Before you read you can see a demo video of the project here :)

Bringing Robots to Life with Augmented Reality: My RoboLens Thesis Journey

Finally getting around writing about my Master's thesis **RoboLens: Visualization and Control of Web of Things Robotics using HoloLens**. It was a challenging, sometimes frustrating, but ultimately incredibly rewarding journey into the cutting edge of Augmented Reality (AR), Robotics, and the Web of Things (WoT). Here’s the story behind it.

The Spark: Finding the Perfect Intersection

It all started, as many academic adventures do, with the search for a thesis topic. I was drawn to the potential of the Internet of Things (IoT) and Augmented Reality, two fields I throughly enjoy. Luckily, I stumbled upon an opportunity at the Professorship of Embedded Systems and Internet of Things at TU Munich that perfectly blended these interests.

The initial idea, sparked during discussions with my supervisor, Fady Salama, was ambitious: could we control a robot intuitively using the Microsoft HoloLens 2 headset, and importantly, could we integrate this control system into the broader framework of the Web of Things? The goal was to move beyond traditional, often complex, robot programming methods and create something more visual, interactive, and standardized.

Early Days: Reconnaissance and Roadblocks

With the direction set, I dove in. The early stages involved a lot of trial and error and reconnaissance missions exploring different tools and techniques.

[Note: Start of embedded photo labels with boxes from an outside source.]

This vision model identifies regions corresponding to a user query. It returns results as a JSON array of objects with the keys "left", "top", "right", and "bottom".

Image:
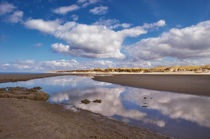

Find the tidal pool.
[{"left": 0, "top": 76, "right": 210, "bottom": 139}]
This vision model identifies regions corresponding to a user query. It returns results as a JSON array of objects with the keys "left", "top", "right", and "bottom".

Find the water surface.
[{"left": 0, "top": 76, "right": 210, "bottom": 139}]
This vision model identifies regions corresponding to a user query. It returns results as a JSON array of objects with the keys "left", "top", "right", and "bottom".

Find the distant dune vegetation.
[{"left": 55, "top": 65, "right": 210, "bottom": 73}]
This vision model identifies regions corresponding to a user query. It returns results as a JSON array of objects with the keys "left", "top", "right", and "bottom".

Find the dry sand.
[
  {"left": 0, "top": 74, "right": 171, "bottom": 139},
  {"left": 93, "top": 74, "right": 210, "bottom": 96}
]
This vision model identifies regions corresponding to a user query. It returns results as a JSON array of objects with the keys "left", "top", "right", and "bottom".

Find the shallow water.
[{"left": 0, "top": 76, "right": 210, "bottom": 139}]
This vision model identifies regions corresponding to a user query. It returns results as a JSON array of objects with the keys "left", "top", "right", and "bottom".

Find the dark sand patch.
[
  {"left": 0, "top": 87, "right": 50, "bottom": 101},
  {"left": 0, "top": 98, "right": 168, "bottom": 139}
]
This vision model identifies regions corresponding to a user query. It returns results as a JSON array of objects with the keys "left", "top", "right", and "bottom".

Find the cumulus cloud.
[
  {"left": 25, "top": 19, "right": 160, "bottom": 59},
  {"left": 94, "top": 18, "right": 131, "bottom": 29},
  {"left": 89, "top": 6, "right": 108, "bottom": 15},
  {"left": 53, "top": 4, "right": 80, "bottom": 14},
  {"left": 143, "top": 20, "right": 166, "bottom": 28},
  {"left": 9, "top": 11, "right": 23, "bottom": 23},
  {"left": 0, "top": 3, "right": 15, "bottom": 15},
  {"left": 77, "top": 0, "right": 100, "bottom": 7},
  {"left": 71, "top": 14, "right": 79, "bottom": 22},
  {"left": 127, "top": 20, "right": 210, "bottom": 60}
]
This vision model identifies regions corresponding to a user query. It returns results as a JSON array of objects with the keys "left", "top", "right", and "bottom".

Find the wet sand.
[
  {"left": 93, "top": 74, "right": 210, "bottom": 96},
  {"left": 0, "top": 75, "right": 168, "bottom": 139}
]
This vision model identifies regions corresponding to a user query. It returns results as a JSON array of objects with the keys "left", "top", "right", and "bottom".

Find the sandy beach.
[
  {"left": 93, "top": 73, "right": 210, "bottom": 96},
  {"left": 0, "top": 74, "right": 168, "bottom": 139}
]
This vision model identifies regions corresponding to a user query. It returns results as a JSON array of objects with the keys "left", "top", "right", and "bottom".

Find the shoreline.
[
  {"left": 47, "top": 71, "right": 210, "bottom": 75},
  {"left": 0, "top": 73, "right": 70, "bottom": 83},
  {"left": 93, "top": 74, "right": 210, "bottom": 96},
  {"left": 0, "top": 74, "right": 169, "bottom": 139}
]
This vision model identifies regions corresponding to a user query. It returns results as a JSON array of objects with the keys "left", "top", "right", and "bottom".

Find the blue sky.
[{"left": 0, "top": 0, "right": 210, "bottom": 72}]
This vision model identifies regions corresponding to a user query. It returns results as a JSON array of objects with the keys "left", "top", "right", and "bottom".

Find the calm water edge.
[{"left": 0, "top": 76, "right": 210, "bottom": 139}]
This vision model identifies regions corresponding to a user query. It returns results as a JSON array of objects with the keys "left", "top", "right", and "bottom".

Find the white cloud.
[
  {"left": 94, "top": 18, "right": 131, "bottom": 29},
  {"left": 143, "top": 20, "right": 166, "bottom": 28},
  {"left": 53, "top": 4, "right": 80, "bottom": 14},
  {"left": 89, "top": 6, "right": 108, "bottom": 15},
  {"left": 34, "top": 42, "right": 43, "bottom": 47},
  {"left": 24, "top": 19, "right": 60, "bottom": 33},
  {"left": 0, "top": 3, "right": 15, "bottom": 15},
  {"left": 9, "top": 11, "right": 23, "bottom": 23},
  {"left": 127, "top": 21, "right": 210, "bottom": 60},
  {"left": 25, "top": 19, "right": 153, "bottom": 59},
  {"left": 71, "top": 14, "right": 79, "bottom": 22},
  {"left": 77, "top": 0, "right": 100, "bottom": 7}
]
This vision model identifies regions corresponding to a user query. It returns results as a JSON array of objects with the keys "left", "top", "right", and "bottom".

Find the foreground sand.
[
  {"left": 0, "top": 98, "right": 170, "bottom": 139},
  {"left": 93, "top": 74, "right": 210, "bottom": 96},
  {"left": 0, "top": 75, "right": 169, "bottom": 139}
]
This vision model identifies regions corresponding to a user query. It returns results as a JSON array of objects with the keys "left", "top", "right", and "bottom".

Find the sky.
[{"left": 0, "top": 0, "right": 210, "bottom": 72}]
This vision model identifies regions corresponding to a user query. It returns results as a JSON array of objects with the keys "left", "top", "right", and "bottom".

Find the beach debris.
[
  {"left": 81, "top": 99, "right": 90, "bottom": 104},
  {"left": 93, "top": 99, "right": 101, "bottom": 103},
  {"left": 0, "top": 86, "right": 50, "bottom": 101}
]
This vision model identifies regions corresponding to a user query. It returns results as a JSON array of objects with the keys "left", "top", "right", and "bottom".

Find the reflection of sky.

One key decision was selecting the right simulation software. I landed on CoppeliaSim (formerly V REP). It's a powerful tool for physics simulation, scene editing, and crucially for my project, calculating inverse kinematics (figuring out the joint angles needed to reach a specific point) and detecting collisions. Interestingly, I ended up using CoppeliaSim in a "headless" mode – no graphical user interface – letting it run purely as a backend calculation engine. This kept the HoloLens focused on what it does best: visualizing and interacting with the augmented world.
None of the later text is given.